Eu estou absolutamente tranqüilo neste final de domingo, depois de haver passado o dia dos pais com meus dois filhos e com os netos e, ainda, tendo o prazer de visitar meus velhos, com quem afinal, bati um longo papo descompromissado. Pude, afinal, ouvir as palavras que o meu filho me dedicou, palavras tão emocionadas e cheias de evocações de sua infância e da minha mocidade. Ouvi, também, de meu pai,duas de suas mais novas trovas centradas no tema do Natal e que agora aqui eu repoduzo:
"Se não houver quem lhe conte,
será que o "chefão"descobre
que tem debaixo da ponte,
sem Natal, um guri pobre?
Deus Menino anda triste,
por ter seus sonhos perdidos
Sob a miséria que existe
No Natal dos excluídos".
É o que realmente distingue o artista do homem comum: a sensibilidade, a capacidade de fazer surgir do quase nada, de um caco de vidro talvez, delírios, cores, faiscações, pinturas, sinfonias, poemas, histórias, jóias raras...Se o homem comum por ele(caco de vidro) passa, o caco de vidro continuará sendo apenas um caco de vidro.
A capacidade de criar, de trabalhar as palavras, burilá-las, selecionar com impulsos de genialidade a sua coloação na frase, carregando na beleza poética, no ritmo e na música, tudo isso é fruto da inteligência e da sensibilidade, tudo isso é obra de Deus, porque Deus ama o belo e procurou fazer o homem à sua imagem e semelhança.
Não adianta o ateu vociferar, tampouco pode o crente zombar daquele que não crê:~"Na alma do herege há sempre um Deus que chora, na alma do crente há sempre reticência".

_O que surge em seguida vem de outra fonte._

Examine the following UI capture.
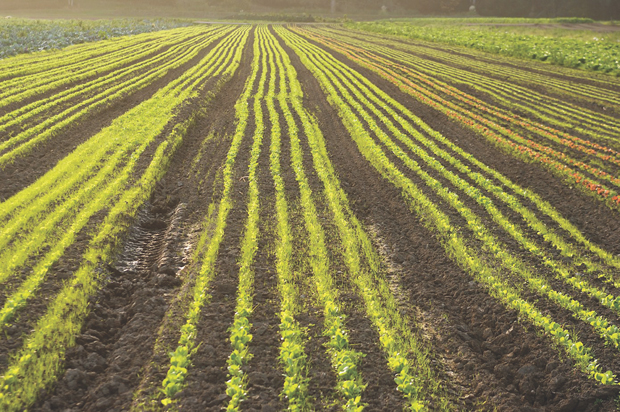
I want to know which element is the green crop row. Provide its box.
[0,29,196,107]
[162,28,253,405]
[296,27,620,292]
[346,22,620,76]
[280,26,620,390]
[0,25,235,167]
[316,29,620,153]
[277,29,448,410]
[261,25,311,411]
[0,26,182,81]
[340,27,620,109]
[294,26,620,347]
[0,19,189,58]
[0,32,248,410]
[296,27,620,211]
[278,37,366,412]
[0,25,216,132]
[0,28,247,328]
[226,27,268,411]
[0,24,246,411]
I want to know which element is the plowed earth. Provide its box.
[0,24,620,412]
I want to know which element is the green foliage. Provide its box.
[285,25,620,392]
[346,20,620,76]
[0,19,190,59]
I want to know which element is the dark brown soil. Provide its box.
[282,27,620,411]
[8,25,620,412]
[0,29,225,201]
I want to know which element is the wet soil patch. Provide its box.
[29,29,254,411]
[127,30,253,410]
[280,27,615,411]
[0,31,226,201]
[37,198,187,411]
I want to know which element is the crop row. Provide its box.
[0,29,247,410]
[347,20,620,76]
[0,25,235,165]
[0,19,188,59]
[0,29,194,107]
[286,26,620,390]
[294,26,620,207]
[342,26,619,111]
[155,27,448,411]
[321,29,620,150]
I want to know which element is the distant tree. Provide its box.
[406,0,470,14]
[476,0,533,17]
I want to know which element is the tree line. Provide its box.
[0,0,620,20]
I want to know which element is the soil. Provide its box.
[0,23,620,412]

De concersa em conversa, passamos boa parte da tarde, trocando idéias, reproduzindo os filhos da nossa imaginação: pai, filho e neto, três gerações de escribas nordestinos, criados ao embalo do zabumba, do triängulo e da sanfona, ouvindo a "Asa Branca", chotes, maracatús, baiões...e a poesia fluente dos emboladores e improvisadores, como o repentista muito devoto e muito crente como toda a gente simples do nordeste que, recebendo o mote do dono do lugar onde acontecia o desafio: "Eu sou maior do que Deus", tomou o susto inicial, mas pegou sua viola e lançou no éter o seguinte diamante:
"Eu sou maior do que Deus,
Maior do que Deus eu sou,
sou maior no pecado,
Deus nunca foi pecador"
E por aí vai...Assim, chegada a noite e bem instalada, posso olhar as estrelas demoradamente, imaginar que elas são jóias cintilantes da amplidão, esperando que um artífice maior consiga trabalha=las, fazendo delas medalhas de ouro puro para todos os poetas.